In een brief van 28 december 2007 (bijlage 1 bij de brief van 4 april 2018) van [M] aan belanghebbende worden de transacties nogmaals toegelicht en aangegeven dat belanghebbende in verband met artikel 40 van de IW zich moet vergewissen dat de koper op een zorgvuldige manier met de fiscale claim omgaat. Voorts wordt in deze brief geschetst op welke wijze de koper met de fiscale claim zal omgaan. Daarbij wordt aangegeven dat [J] zich bezig houdt met het ontwikkelen van vastgoedprojecten en dat op sommige door [J] ingenomen posities verlies wordt geleden. Dit verlies zal [J] binnen een nieuw te vormen fiscale eenheid tussen [J] en Holding gaan verrekenen. Door [M] wordt aangegeven dat deze handelwijze in overeenstemming is met de fiscale regelgeving en akkoord is.
Op 3 januari 2008 heeft [P] blijkens een aantekening op een overzicht van onroerende zaken (bijlage 4 bij de brief van 4 april 2018) telefonisch aan [M] het volgende bericht:
“waardes zijn behoorlijk opgeklopt, mede vanwege de fiscale positie van [R] (fiscale verliezen). Echter bij een zeer pessimistische waardering blijft er voldoende vermogen over om de garanties voldoende af te dekken.”
3 Geschil, alsmede standpunten en conclusies van partijen
Het geschil betreft het antwoord op de volgende vragen:
1. Is belanghebbende terecht en tot het juiste bedrag aansprakelijk gesteld voor de door Holding niet betaalde aanslagen?
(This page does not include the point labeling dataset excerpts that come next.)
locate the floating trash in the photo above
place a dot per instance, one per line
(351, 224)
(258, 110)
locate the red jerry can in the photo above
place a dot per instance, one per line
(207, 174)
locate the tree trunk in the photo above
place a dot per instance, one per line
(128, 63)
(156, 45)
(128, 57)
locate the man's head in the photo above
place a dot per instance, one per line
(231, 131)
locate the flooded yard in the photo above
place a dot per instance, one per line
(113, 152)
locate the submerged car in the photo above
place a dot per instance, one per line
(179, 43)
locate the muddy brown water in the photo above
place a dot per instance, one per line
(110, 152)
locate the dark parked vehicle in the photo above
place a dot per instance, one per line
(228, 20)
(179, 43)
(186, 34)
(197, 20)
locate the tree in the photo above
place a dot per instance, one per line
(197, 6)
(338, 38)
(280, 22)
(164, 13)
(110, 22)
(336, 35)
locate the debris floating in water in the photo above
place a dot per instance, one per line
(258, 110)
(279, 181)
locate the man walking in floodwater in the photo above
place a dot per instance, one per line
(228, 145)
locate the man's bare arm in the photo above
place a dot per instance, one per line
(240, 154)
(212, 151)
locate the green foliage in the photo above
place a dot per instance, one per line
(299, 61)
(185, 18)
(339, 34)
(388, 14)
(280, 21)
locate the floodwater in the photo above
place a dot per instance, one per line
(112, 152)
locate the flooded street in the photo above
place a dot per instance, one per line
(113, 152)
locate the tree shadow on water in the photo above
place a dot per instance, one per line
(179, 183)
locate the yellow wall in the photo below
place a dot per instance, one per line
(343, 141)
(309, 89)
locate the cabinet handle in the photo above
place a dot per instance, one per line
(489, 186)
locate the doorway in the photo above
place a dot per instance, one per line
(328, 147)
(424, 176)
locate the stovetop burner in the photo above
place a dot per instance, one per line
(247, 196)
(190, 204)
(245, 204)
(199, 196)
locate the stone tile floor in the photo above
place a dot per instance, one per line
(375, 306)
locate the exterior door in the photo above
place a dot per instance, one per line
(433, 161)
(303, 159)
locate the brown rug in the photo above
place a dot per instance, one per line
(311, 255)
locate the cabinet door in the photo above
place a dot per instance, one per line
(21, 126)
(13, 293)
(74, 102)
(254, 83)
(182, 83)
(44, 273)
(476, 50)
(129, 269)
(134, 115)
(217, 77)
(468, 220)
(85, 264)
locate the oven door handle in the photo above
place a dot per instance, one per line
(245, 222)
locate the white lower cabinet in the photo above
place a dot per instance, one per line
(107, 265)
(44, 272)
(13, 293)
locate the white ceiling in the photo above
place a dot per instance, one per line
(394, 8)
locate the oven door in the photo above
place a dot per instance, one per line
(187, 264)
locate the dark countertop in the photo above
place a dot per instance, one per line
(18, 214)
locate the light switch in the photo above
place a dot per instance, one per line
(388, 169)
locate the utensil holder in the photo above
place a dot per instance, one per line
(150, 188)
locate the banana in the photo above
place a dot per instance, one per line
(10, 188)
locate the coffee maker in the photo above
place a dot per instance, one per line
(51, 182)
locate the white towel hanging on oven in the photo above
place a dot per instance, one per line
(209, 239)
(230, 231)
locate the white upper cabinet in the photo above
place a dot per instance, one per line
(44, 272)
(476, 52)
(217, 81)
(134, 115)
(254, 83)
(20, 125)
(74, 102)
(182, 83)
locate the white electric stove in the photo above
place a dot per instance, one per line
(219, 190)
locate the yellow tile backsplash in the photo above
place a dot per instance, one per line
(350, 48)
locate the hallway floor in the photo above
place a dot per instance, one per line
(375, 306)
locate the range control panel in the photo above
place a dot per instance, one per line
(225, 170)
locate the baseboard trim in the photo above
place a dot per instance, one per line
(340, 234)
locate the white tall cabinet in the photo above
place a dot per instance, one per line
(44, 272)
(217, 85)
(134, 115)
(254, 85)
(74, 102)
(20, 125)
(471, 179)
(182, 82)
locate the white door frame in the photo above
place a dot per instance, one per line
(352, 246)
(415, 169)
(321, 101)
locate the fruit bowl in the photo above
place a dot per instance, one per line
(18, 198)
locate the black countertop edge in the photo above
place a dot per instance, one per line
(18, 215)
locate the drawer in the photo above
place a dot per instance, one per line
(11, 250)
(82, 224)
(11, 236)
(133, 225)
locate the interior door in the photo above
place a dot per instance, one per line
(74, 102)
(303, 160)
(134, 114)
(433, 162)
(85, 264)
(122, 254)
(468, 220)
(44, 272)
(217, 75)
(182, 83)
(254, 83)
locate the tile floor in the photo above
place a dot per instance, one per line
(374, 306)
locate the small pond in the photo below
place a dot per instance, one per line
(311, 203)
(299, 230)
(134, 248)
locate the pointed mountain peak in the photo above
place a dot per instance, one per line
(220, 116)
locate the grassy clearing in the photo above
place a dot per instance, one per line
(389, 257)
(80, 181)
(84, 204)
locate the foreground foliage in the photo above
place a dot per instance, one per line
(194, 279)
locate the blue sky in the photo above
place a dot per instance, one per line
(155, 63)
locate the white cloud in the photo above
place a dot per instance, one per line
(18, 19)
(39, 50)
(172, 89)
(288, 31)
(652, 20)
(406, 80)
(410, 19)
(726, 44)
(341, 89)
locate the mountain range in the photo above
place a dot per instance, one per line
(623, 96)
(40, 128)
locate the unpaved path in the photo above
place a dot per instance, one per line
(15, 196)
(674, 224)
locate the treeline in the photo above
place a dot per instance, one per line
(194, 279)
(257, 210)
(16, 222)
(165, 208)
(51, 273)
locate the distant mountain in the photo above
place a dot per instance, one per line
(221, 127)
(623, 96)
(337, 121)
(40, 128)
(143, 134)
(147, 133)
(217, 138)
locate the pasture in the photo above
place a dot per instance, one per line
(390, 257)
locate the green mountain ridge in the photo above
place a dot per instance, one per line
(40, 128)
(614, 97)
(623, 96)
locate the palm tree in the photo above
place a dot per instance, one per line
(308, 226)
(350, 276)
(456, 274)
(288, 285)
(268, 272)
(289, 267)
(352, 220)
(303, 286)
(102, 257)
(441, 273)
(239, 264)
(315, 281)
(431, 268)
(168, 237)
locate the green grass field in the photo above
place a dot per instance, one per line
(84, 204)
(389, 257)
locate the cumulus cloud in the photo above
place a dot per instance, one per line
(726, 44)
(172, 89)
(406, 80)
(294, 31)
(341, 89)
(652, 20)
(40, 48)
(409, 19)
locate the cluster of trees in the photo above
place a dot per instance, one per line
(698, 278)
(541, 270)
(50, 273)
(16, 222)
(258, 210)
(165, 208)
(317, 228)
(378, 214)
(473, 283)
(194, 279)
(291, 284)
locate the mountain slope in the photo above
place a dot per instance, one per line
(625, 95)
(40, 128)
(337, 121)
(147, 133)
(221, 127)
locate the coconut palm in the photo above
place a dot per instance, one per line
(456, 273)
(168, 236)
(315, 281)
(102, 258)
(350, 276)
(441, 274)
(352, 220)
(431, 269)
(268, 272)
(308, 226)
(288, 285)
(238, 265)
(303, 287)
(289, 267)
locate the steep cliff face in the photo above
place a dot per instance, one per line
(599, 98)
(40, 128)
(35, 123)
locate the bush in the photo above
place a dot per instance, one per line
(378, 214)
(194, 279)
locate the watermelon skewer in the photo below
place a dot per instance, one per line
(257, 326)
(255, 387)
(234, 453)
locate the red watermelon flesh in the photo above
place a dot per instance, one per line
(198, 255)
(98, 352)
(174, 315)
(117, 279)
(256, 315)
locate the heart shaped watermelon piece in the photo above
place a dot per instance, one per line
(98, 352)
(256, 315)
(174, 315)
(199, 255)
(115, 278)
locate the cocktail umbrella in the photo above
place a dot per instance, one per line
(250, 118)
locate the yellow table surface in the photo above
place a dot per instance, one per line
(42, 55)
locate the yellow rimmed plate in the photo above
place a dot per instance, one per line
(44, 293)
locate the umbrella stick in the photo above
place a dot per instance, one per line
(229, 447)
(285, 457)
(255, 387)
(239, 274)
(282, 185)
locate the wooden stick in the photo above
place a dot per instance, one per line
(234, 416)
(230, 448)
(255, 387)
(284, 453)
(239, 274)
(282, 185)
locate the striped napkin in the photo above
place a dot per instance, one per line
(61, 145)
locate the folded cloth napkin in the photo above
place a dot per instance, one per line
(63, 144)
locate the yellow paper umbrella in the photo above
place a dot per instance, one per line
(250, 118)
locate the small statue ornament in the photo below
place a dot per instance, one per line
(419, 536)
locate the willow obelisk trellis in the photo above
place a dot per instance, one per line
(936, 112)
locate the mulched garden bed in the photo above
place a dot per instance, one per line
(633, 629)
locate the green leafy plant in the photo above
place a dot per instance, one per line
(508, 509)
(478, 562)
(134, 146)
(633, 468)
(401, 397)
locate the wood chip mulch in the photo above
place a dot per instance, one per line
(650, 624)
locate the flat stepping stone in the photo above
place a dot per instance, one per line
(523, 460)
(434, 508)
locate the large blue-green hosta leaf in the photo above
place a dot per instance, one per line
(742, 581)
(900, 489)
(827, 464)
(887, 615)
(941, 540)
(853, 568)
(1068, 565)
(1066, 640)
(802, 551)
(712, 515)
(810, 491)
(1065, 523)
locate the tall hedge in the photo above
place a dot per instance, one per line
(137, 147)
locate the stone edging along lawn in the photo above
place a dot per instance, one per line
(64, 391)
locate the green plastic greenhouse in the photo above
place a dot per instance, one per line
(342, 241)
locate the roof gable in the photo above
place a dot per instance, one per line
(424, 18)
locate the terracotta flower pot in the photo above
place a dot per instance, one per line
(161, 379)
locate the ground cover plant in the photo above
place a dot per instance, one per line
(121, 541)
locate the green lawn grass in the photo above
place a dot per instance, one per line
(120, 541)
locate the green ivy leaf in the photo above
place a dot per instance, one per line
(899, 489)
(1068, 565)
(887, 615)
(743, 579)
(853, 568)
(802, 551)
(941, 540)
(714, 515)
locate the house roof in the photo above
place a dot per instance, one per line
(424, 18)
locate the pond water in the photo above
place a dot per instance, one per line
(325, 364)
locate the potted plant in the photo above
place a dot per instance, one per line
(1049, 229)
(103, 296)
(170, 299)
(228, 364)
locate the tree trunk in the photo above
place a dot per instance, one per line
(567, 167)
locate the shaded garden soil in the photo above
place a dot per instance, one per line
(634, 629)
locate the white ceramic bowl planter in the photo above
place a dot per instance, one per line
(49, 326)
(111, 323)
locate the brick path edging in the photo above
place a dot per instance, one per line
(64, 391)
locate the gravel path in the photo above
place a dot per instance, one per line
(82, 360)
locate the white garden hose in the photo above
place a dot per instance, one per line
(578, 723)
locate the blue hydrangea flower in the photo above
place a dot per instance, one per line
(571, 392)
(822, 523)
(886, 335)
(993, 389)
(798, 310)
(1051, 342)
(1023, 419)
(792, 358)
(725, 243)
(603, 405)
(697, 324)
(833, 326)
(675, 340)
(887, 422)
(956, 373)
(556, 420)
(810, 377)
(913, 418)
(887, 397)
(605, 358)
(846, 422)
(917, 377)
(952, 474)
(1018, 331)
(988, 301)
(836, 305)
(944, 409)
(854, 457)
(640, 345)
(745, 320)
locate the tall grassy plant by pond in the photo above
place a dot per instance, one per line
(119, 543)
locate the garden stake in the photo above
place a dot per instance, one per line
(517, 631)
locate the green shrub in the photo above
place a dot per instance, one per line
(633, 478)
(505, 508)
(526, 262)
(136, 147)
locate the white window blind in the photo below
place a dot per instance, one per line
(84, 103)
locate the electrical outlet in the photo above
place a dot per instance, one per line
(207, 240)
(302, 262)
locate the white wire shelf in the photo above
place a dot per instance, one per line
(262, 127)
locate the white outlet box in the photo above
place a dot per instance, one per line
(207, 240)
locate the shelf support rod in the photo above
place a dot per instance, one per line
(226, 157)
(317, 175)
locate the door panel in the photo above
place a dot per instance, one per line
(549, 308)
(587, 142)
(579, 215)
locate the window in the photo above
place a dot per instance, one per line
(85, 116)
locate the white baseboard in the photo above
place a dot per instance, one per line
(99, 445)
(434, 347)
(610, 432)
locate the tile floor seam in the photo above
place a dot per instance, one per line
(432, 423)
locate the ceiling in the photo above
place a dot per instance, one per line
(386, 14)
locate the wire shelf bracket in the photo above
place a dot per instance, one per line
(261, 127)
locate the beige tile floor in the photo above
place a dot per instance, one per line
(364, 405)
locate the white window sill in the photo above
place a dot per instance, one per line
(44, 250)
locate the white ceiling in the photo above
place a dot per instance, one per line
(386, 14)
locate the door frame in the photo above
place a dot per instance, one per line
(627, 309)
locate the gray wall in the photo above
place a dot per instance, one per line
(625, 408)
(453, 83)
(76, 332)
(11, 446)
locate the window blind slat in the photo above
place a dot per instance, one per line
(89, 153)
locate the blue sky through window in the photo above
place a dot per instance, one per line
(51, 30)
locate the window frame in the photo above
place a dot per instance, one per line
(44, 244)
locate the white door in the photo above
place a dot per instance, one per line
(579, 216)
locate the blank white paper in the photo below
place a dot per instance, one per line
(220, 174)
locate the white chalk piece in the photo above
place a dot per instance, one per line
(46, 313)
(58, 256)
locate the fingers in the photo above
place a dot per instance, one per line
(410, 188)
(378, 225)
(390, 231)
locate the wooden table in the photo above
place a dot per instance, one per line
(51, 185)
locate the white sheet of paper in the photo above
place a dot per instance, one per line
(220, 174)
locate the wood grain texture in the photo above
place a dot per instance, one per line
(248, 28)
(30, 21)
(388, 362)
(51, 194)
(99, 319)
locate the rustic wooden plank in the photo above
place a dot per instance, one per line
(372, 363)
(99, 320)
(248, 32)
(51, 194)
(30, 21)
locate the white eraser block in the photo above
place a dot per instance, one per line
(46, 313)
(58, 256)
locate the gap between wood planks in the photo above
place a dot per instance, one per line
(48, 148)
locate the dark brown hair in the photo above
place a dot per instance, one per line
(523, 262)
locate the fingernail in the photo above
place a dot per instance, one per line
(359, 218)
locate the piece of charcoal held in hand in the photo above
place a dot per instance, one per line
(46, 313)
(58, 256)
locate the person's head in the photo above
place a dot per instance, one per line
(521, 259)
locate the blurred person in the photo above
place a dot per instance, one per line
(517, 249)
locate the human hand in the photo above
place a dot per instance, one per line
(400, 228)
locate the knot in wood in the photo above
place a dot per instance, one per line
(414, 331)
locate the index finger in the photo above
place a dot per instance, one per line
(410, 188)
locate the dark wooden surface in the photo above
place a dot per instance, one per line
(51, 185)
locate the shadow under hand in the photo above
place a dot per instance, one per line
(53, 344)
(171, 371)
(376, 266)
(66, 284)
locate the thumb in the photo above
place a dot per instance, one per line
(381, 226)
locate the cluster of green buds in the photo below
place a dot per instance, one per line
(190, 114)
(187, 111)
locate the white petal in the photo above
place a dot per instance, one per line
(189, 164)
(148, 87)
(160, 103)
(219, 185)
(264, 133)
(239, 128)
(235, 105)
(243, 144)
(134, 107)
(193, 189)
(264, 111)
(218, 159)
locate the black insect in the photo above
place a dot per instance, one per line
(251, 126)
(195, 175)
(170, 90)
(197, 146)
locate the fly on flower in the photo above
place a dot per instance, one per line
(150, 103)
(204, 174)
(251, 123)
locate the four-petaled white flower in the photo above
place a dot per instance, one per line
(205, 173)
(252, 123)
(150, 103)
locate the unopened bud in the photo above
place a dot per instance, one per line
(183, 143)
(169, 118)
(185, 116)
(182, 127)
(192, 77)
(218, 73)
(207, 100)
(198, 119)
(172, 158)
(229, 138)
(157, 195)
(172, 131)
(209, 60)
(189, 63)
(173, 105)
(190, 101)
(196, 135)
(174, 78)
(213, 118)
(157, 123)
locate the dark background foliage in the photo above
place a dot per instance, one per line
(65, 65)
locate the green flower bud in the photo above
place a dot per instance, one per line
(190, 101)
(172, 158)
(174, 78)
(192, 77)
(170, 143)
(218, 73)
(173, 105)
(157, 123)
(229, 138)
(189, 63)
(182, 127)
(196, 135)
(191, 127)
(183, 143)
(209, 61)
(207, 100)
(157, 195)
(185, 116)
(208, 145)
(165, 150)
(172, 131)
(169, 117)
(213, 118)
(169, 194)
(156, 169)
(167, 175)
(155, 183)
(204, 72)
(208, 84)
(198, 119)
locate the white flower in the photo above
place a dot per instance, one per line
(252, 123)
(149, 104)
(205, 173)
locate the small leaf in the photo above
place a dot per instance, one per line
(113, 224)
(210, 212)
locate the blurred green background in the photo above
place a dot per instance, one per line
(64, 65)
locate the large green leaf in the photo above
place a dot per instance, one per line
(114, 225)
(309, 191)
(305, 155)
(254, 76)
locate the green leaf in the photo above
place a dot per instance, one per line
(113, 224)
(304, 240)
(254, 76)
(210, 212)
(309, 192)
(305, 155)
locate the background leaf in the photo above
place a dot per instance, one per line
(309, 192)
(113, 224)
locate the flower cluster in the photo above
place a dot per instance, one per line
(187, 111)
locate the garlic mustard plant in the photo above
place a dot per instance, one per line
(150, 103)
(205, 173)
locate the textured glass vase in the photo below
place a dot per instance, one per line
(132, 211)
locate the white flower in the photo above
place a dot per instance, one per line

In het bijzonder speelt hierbij de vraag of is voldaan aan de zogenoemde beleggingseis en de vermogensverminderingseis.
2. Kan belanghebbende zich met succes beroepen op de disculpatiemogelijkheid als bedoeld in artikel 40, zesde lid, van de IW?
De Ontvanger stelt zich op het standpunt dat vraag 1 bevestigend en vraag 2 ontkennend beantwoord moet worden. Belanghebbende is de tegenovergestelde opvatting toegedaan.
Partijen doen hun standpunten in hoger beroep steunen op de gronden die daartoe door hen zijn aangevoerd in de van hen afkomstige stukken, waarvan de inhoud als hier ingevoegd moet worden aangemerkt. Voor hetgeen hieraan ter zitting is toegevoegd, wordt verwezen naar het van deze zitting opgemaakte proces-verbaal.
De Ontvanger concludeert tot vernietiging van de uitspraak van de Rechtbank en ongegrondverklaring van het door belanghebbende bij de Rechtbank ingestelde beroep. Belanghebbende concludeert tot bevestiging van de uitspraak van de Rechtbank.